Se sentaron en un saloncito diminuto y hablaron durante más de media hora mientras saboreaban un té a la menta delicioso que dejaba un regusto en la boca intenso y un tanto extraño. Al principio Verónica estaba un poco cohibida. Ese mundo le parecía demasiado misterioso, demasiado inquietante. Él pareció darse cuenta. Entonces le cogió una de las manos con suavidad mientras la miraba directamente a los ojos. No pestañeó ni una sola vez. Ella sintió que se relajaba y que le invadía una sensación de intenso sosiego, como si conociera a aquel hombre de piel oscura desde hacía tiempo. Cuando abandonó la casa, ya era noche cerrada. Llevaba un montón de instrucciones en la cabeza, una larga de lista de cosas que debía comprar y una amplia sonrisa pintada en la cara.
Le llevó un par de días reunir todo lo necesario. Había cosas muy normales, pero otras resultaban un tanto peculiares. También confeccionó un muñequito de tela relleno de algodón. Lo vistió con una camisa y unos tejanos, el uniforme preferido de su marido, y trató de reflejar en él sus rasgos más distintivos.
Por fin llegó el domingo, el día que el maestro le había dicho que iban a poner en marcha el amarre. Lo dispuso todo sobre la mesa de la cocina y empezó a preparar la pócima. Era un proceso bastante largo, pero no le importó. Lo cierto es que estaba como en trance. Jamás hubiera imaginado que pudiera sentirse así realizando un ritual como aquel. Una vez preparada la poción, untó el muñeco con ella y lo dejó en su mesilla de noche.
Ocurrió antes de lo que esperaba. Esa misma noche, su marido la llamó por teléfono y le dijo que tenía que verla, que era urgente. Quedaron para el día siguiente temprano. Nada más colgar el teléfono, Verónica cogió el muñequito y le aplicó otra capa de la pócima, no se le fuera a pasar el efecto. Se preparó algo de cena, pero fue incapaz de probar bocado. Estaba demasiado alterada.

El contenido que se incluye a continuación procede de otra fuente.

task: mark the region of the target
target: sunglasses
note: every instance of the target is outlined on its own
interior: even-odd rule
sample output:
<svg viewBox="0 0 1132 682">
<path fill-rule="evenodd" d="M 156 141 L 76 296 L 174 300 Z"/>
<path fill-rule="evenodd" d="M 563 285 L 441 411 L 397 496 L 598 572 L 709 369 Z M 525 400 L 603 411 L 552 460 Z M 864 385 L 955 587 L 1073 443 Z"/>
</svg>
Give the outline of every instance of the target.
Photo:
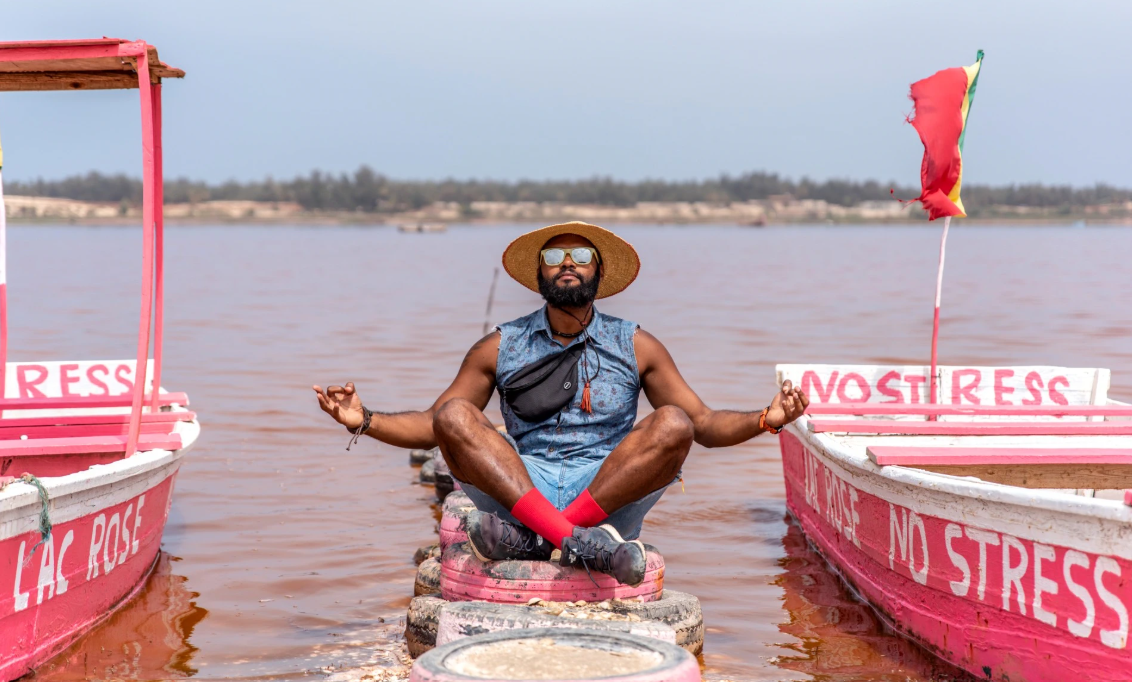
<svg viewBox="0 0 1132 682">
<path fill-rule="evenodd" d="M 574 262 L 575 265 L 589 265 L 591 261 L 598 255 L 597 249 L 592 249 L 588 246 L 576 246 L 574 248 L 544 248 L 540 252 L 542 254 L 542 262 L 547 265 L 561 265 L 566 261 L 566 255 L 569 254 L 569 259 Z"/>
</svg>

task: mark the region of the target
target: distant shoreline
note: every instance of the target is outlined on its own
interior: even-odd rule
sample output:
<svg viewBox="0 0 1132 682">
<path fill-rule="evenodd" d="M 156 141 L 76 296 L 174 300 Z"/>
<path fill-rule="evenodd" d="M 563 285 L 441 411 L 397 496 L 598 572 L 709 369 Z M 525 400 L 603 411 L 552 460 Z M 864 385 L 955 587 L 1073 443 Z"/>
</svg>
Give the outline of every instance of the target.
<svg viewBox="0 0 1132 682">
<path fill-rule="evenodd" d="M 5 197 L 12 224 L 137 225 L 140 208 L 122 203 L 80 202 L 36 196 Z M 436 202 L 415 211 L 368 213 L 307 211 L 292 202 L 215 201 L 166 204 L 166 224 L 185 225 L 439 225 L 554 224 L 572 220 L 597 224 L 769 225 L 926 224 L 917 204 L 895 201 L 842 206 L 789 197 L 731 202 L 640 202 L 632 206 L 557 202 Z M 1067 212 L 1027 206 L 995 206 L 964 220 L 967 224 L 1116 224 L 1132 225 L 1132 203 L 1086 206 Z"/>
<path fill-rule="evenodd" d="M 554 222 L 566 222 L 569 219 L 563 219 L 560 221 Z M 618 225 L 618 227 L 668 227 L 668 228 L 743 228 L 749 230 L 757 230 L 763 228 L 876 228 L 876 227 L 891 227 L 891 228 L 934 228 L 936 225 L 942 225 L 941 221 L 928 222 L 924 221 L 799 221 L 799 222 L 770 222 L 760 225 L 740 224 L 736 222 L 715 221 L 715 222 L 641 222 L 641 221 L 598 221 L 599 224 L 607 227 Z M 444 229 L 437 230 L 438 232 L 444 232 L 447 228 L 491 228 L 491 227 L 505 227 L 505 225 L 533 225 L 533 224 L 552 224 L 547 221 L 534 222 L 534 221 L 458 221 L 453 223 L 441 223 Z M 111 220 L 111 219 L 79 219 L 79 220 L 60 220 L 60 219 L 9 219 L 9 228 L 58 228 L 58 227 L 84 227 L 84 228 L 139 228 L 142 227 L 140 221 L 132 220 Z M 327 216 L 309 216 L 306 219 L 297 220 L 185 220 L 185 219 L 166 219 L 165 227 L 174 228 L 223 228 L 223 227 L 254 227 L 254 228 L 381 228 L 381 229 L 398 229 L 400 224 L 388 221 L 358 221 L 358 220 L 335 220 Z M 952 227 L 959 228 L 1132 228 L 1132 221 L 1130 220 L 1073 220 L 1071 219 L 960 219 L 959 222 L 952 223 Z"/>
</svg>

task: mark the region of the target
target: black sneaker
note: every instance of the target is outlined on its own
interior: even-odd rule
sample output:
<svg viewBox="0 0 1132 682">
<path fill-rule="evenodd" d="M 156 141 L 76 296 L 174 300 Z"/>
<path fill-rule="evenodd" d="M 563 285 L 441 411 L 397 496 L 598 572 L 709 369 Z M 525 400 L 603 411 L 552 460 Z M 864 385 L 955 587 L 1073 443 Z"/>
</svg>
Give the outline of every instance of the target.
<svg viewBox="0 0 1132 682">
<path fill-rule="evenodd" d="M 539 534 L 475 510 L 468 514 L 468 544 L 480 561 L 547 561 L 554 546 Z"/>
<path fill-rule="evenodd" d="M 610 525 L 575 528 L 574 536 L 563 540 L 564 566 L 584 566 L 608 573 L 621 585 L 636 587 L 644 580 L 645 553 L 640 540 L 625 542 Z M 592 577 L 591 577 L 592 578 Z"/>
</svg>

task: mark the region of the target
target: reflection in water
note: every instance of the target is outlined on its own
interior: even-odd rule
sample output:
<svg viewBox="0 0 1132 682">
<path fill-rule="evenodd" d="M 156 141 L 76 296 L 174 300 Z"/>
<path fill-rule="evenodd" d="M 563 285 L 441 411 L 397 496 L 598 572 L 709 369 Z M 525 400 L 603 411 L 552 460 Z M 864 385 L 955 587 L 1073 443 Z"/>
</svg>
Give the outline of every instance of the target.
<svg viewBox="0 0 1132 682">
<path fill-rule="evenodd" d="M 783 645 L 796 656 L 779 656 L 780 667 L 822 682 L 974 682 L 910 641 L 895 636 L 867 605 L 854 598 L 801 528 L 788 520 L 782 538 L 784 569 L 775 585 L 784 591 L 789 621 L 779 630 L 798 639 Z"/>
<path fill-rule="evenodd" d="M 36 680 L 154 680 L 190 677 L 192 629 L 208 612 L 197 606 L 180 561 L 161 552 L 142 593 L 69 649 L 42 666 Z"/>
</svg>

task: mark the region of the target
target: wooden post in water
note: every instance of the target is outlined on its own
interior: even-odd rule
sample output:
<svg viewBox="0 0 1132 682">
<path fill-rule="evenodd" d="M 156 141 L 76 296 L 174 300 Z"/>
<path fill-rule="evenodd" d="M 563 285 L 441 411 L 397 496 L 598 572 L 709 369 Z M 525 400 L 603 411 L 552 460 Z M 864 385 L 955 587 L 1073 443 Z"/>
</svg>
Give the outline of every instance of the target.
<svg viewBox="0 0 1132 682">
<path fill-rule="evenodd" d="M 938 400 L 940 386 L 940 364 L 938 364 L 938 350 L 940 350 L 940 298 L 943 293 L 943 263 L 947 255 L 947 228 L 951 227 L 951 216 L 943 219 L 943 237 L 940 239 L 940 272 L 935 278 L 935 313 L 932 316 L 932 378 L 928 384 L 928 402 L 936 404 Z M 935 419 L 935 415 L 928 416 L 928 419 Z"/>
</svg>

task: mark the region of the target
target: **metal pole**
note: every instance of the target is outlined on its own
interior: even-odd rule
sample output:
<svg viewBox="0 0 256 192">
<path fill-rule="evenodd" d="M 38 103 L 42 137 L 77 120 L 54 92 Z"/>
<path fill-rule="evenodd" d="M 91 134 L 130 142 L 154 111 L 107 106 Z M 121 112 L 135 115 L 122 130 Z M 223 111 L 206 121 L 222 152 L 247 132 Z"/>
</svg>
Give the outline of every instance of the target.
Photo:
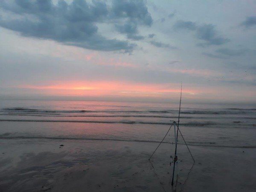
<svg viewBox="0 0 256 192">
<path fill-rule="evenodd" d="M 178 117 L 178 125 L 177 125 L 177 134 L 176 134 L 176 144 L 175 146 L 175 156 L 174 157 L 174 163 L 173 164 L 173 170 L 172 171 L 172 185 L 173 185 L 173 179 L 174 179 L 174 172 L 175 171 L 175 165 L 177 160 L 177 143 L 178 141 L 178 134 L 179 133 L 179 124 L 180 123 L 180 104 L 181 103 L 181 93 L 182 93 L 182 83 L 180 88 L 180 108 L 179 109 L 179 117 Z"/>
</svg>

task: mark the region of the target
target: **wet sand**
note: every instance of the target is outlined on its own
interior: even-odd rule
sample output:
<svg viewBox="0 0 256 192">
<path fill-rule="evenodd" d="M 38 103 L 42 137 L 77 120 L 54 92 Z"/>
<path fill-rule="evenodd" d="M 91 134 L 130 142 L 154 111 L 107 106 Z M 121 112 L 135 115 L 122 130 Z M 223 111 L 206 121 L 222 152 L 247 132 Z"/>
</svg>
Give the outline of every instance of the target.
<svg viewBox="0 0 256 192">
<path fill-rule="evenodd" d="M 64 146 L 60 146 L 63 145 Z M 256 149 L 49 139 L 0 140 L 0 192 L 253 192 Z M 244 151 L 244 152 L 243 152 Z"/>
</svg>

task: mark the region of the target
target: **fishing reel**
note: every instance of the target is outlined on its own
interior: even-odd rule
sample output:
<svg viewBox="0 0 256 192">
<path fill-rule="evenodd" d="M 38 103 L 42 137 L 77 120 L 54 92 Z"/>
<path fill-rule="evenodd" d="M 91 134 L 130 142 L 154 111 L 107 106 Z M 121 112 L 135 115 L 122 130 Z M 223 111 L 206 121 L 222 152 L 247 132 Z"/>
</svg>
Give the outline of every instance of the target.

Quería que todo saliera bien, que el sortilegio funcionara de verdad. Se metió en la cama temprano, deseando que la noche pasara rápido. Cuando los primeros rayos de sol se colaron por la persiana, dejó escapar un suspiro y saltó de la cama.
Se duchó, se acicaló el pelo con mimo, se maquilló con esmero y se puso su vestido favorito, el que sabía que a él le encantaba. El timbre sonó puntual. Antes de abrir se echó un último vistazo en el espejo de la entrada. Estaba radiante.
Se sentaron en el salón, uno a cada extremo del sofá. Él la cogió de las manos y le pidió perdón con voz de cordero degollado. Le aseguró que se había equivocado, que había sido un estúpido, un insensible. Que ella era lo mejor que le había pasado en la vida y que se arrepentía con toda el alma. Eran justo las palabras que llevaba días deseando oír, se las había repetido una y mil veces en su cabeza. Sin embargo, no ocurrió lo que había imaginado que sucedería. En lugar de sentirse feliz y aliviada, experimentó algo completamente nuevo.
Guardó silencio mientras trataba de procesar lo que le estaba pasando. Se había sentido bien al escuchar todo aquello, pero también poderosa, tremendamente poderosa. Se dio cuenta de que esa sensación, la de tenerlo comiendo de su mano y prolongar su sufrimiento, le producía mucho más placer del que jamás antes había experimentado. Así que siguió en silencio, dejando que se humillara un poco más.
Cuando por fin se sintió saciada, se incorporó muy digna, le dedicó una mirada ambigua, le ayudó a levantarse y le acompañó hasta la puerta.
–Lo siento, Luis. Me has hecho demasiado daño. Ahora mismo, no sé si podré perdonarte. Necesito tiempo. Si de verdad me quieres, tendrás que tener paciencia.
Luego le empujó con suavidad, le ayudó a traspasar el umbral y le cerró la puerta en las narices. Una enorme sonrisa le iluminó la cara. Tenía que llamar al maestro Kadja para que prolongara el hechizo. No le importaba lo que pudiera costarle. Estaba segura de que merecería la pena. Además, de un modo u otro acabaría pagándolo él. Seguro que se le ocurría algo.